Rozdział 4

3.8K 70 3
                                    

Minęło kilka chwil, gdy Kris wrócił wraz z Dianą.

Starałem się zachować spokój, ale mimowolnie myślałem, nad powodem jej takiej dziwnej reakcji.

Miałem nadzieję, że jej nie wystraszyłem. Czasem moja sekretarka w żartach kazała mi się więcej uśmiechać. Sądziła bowiem, że wyglądam dość posępnie, a nawet odstraszająco, zwłaszcza od kiedy zacząłem nosić brodę.

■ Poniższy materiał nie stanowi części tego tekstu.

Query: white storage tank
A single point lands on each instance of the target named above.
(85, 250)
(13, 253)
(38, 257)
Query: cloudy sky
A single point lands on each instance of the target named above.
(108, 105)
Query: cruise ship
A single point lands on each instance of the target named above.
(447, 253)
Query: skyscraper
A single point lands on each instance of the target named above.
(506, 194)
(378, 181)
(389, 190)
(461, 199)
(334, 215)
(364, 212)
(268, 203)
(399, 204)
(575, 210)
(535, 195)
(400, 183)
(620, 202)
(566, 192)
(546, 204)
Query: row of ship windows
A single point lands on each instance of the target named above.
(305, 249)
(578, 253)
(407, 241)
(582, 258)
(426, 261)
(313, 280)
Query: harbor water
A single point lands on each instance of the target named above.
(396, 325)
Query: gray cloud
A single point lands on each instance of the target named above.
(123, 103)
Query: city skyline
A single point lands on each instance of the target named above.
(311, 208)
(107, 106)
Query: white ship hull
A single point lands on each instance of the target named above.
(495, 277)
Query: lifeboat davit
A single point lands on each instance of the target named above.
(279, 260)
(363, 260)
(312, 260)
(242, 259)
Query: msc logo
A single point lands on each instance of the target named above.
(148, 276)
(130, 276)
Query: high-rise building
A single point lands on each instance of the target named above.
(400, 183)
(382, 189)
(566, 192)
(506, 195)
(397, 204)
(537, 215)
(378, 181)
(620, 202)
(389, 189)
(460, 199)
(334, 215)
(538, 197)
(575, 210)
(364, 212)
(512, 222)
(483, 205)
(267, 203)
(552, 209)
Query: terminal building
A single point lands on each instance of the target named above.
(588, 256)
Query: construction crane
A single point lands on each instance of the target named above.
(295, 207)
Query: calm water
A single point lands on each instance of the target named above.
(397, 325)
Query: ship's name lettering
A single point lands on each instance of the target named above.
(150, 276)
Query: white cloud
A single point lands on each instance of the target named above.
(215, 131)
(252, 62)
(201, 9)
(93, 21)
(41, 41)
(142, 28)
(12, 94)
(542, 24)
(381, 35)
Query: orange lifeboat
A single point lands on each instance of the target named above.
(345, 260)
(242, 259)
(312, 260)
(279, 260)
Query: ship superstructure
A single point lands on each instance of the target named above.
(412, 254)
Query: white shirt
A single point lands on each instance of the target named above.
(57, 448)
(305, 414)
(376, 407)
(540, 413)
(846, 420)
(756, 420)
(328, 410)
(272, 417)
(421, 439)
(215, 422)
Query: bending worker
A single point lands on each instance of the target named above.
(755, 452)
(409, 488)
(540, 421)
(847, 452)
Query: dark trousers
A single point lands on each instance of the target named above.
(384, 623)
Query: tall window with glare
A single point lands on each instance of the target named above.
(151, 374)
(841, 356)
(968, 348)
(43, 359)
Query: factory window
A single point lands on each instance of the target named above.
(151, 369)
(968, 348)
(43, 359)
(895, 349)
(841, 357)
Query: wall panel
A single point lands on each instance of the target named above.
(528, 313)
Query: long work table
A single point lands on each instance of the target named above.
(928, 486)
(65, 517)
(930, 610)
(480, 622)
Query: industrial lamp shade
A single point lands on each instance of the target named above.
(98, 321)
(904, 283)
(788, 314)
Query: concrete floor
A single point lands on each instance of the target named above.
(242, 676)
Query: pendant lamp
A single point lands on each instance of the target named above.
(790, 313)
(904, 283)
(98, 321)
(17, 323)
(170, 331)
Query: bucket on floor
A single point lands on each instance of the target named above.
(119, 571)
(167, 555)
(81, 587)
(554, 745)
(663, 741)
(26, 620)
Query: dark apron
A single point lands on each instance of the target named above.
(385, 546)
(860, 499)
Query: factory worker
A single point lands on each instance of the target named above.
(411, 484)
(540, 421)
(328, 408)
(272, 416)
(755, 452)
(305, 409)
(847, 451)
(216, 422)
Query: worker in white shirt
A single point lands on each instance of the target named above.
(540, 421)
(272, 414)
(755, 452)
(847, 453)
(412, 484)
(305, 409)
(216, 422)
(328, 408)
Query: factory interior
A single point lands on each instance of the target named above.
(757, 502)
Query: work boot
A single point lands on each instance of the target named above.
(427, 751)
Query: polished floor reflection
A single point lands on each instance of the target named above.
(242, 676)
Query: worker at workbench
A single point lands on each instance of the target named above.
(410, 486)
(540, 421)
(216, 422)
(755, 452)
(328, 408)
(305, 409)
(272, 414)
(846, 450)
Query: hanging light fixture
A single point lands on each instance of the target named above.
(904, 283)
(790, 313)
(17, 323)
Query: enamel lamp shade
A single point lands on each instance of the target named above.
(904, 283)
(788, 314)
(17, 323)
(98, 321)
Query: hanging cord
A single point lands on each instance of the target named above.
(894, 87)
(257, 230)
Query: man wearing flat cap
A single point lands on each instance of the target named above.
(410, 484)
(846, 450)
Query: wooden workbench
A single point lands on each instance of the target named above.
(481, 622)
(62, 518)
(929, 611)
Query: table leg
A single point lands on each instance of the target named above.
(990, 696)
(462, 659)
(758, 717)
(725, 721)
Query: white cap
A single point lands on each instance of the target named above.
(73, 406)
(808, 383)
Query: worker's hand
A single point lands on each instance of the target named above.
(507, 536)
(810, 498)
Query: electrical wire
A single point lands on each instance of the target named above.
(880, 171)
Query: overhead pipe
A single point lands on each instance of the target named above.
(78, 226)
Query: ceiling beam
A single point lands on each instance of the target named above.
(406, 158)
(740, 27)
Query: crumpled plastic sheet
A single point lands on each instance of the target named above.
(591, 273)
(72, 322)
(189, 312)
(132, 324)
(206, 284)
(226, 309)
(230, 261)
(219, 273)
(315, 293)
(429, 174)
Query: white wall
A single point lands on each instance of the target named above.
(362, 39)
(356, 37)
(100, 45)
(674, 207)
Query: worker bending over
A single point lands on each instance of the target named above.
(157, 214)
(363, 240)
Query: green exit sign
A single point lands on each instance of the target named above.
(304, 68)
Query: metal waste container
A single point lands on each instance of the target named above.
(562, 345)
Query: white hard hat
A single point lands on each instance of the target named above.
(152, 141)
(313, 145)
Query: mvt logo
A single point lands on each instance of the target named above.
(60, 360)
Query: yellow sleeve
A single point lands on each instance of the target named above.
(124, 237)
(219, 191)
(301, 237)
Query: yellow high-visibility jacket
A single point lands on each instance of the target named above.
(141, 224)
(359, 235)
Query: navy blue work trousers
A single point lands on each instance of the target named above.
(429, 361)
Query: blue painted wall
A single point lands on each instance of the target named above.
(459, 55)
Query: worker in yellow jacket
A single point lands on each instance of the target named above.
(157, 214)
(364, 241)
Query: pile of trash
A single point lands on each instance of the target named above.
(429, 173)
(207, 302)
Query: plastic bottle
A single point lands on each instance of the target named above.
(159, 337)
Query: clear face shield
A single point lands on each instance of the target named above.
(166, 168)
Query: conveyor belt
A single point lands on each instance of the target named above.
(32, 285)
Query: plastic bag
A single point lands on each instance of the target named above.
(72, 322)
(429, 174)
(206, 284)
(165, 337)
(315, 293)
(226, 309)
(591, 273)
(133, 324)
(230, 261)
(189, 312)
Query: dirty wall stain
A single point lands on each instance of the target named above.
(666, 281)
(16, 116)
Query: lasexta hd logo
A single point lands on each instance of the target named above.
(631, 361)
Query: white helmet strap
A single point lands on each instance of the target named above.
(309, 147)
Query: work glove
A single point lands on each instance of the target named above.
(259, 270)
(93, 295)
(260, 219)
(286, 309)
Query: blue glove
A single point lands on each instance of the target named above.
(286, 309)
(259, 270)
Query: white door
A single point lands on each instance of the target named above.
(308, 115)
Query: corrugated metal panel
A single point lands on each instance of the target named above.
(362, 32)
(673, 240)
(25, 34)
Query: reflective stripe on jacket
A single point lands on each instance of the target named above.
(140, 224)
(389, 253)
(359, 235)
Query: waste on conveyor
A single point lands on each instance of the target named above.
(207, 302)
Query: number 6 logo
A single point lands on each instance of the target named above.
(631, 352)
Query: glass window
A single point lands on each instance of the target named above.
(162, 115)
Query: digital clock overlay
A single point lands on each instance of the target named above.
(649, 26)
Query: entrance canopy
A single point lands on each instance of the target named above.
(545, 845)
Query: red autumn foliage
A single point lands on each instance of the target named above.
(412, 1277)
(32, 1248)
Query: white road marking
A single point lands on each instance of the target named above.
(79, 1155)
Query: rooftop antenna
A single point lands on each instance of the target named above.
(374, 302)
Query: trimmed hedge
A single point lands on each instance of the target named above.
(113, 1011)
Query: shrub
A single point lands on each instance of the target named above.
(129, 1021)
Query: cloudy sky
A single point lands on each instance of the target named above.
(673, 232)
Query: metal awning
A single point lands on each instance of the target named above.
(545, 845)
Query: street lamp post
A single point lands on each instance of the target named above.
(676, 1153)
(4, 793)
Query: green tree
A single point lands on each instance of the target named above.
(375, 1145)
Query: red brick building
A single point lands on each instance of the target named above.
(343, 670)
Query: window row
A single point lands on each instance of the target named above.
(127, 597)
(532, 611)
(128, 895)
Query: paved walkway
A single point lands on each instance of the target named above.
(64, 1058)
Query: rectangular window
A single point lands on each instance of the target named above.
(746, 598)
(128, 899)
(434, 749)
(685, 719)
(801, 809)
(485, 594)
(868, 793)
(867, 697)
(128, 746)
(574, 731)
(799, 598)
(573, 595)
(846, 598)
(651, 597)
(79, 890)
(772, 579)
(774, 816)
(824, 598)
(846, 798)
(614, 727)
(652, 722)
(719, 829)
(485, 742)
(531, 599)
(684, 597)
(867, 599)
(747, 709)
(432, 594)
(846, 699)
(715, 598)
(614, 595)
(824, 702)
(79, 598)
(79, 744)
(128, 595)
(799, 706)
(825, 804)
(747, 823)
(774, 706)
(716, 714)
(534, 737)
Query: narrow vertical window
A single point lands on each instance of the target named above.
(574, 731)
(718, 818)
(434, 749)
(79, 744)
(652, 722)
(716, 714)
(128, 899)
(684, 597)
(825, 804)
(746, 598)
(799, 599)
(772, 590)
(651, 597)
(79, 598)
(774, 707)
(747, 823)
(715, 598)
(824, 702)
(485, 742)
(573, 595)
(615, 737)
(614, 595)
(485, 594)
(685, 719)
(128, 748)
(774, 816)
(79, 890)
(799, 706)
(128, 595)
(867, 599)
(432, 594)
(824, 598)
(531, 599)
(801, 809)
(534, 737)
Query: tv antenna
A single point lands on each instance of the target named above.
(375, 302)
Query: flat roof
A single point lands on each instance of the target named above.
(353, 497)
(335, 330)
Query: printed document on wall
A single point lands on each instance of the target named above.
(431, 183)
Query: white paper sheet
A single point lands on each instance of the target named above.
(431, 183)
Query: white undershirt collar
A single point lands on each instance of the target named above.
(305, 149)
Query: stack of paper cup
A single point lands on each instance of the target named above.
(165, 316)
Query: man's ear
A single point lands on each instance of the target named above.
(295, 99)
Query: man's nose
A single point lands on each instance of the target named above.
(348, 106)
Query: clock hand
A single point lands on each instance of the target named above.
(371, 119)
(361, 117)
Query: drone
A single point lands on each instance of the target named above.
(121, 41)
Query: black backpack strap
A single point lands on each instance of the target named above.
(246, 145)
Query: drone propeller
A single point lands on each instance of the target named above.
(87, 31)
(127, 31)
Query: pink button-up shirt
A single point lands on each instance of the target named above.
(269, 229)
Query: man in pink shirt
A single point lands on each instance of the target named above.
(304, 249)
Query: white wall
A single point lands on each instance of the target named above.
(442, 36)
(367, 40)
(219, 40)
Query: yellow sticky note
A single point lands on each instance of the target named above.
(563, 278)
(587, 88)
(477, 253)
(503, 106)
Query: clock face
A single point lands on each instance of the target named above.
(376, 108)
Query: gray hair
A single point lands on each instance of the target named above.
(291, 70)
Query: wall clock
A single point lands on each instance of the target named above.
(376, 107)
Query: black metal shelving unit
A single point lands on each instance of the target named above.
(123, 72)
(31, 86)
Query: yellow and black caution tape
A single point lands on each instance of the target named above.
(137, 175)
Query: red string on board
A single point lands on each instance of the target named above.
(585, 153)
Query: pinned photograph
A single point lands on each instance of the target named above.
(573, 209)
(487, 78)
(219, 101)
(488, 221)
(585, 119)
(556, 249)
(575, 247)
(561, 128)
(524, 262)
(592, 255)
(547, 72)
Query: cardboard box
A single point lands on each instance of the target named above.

Nie reagowałem na tej jej głupie zbytki. Zwykle byłem zbyt zajęty pracą... w dodatku nie miałem powodów, żeby nawet udawać radosnego.

Moje życie było rozwalone. Żyłem w zasadzie tylko dzięki poświęceniu się pracy, ale powoli zajmowanie się tym całym bajzlem, przestawało mi dawać ukojenie i już nie zastępowało mojej pustki oraz bólu w życiu prywatnym.

Przeszłość ciągnęła się za mną, jak nitka sfetra, zaczepiona o wystający gwóźdź.

Okłamywałem się tylko, że to już nie miało znaczenia. Że pogodziłem się z tym wszystkim. Ale to nie było prawdą.

- Wybacz. Malutka się trochę zawstydziła - powiedział za nią Kris, po czym pchnął ją w moim kierunku.

Podeszła niechętnie, nieufnie zerkając w moje oczy.

- Dzień dobry - wymamrotała, ale tak jakby wcale nie chciała się z mną witać.

Czułem się trochę jak dziwna ciotka, podczas świąt, do której trzeba było się przytulić oraz choć chwilę porozmawiać, żeby dostać prezent i nie zdenerwować rodziców.

- Witaj. Wyspałaś się? - zagadałem, bo miałem wrażenie, że powinnienem coś powiedzieć.

- Yhym - mruknęła, uciekając wzrokiem. - Mogę iść do pokoju?

- Nie! - Uprzedził mnie Kris. - Dopiero przyjechał nasz gość, więc nie ma siedzenia samej. Sophie! Chodź skarbie. Zmienię ci pielusię i zrobisz sobie drzemeczkę, co? - Wziął na ręce swoją córeczkę, która natychmiast wtuliła się w jego ramiona.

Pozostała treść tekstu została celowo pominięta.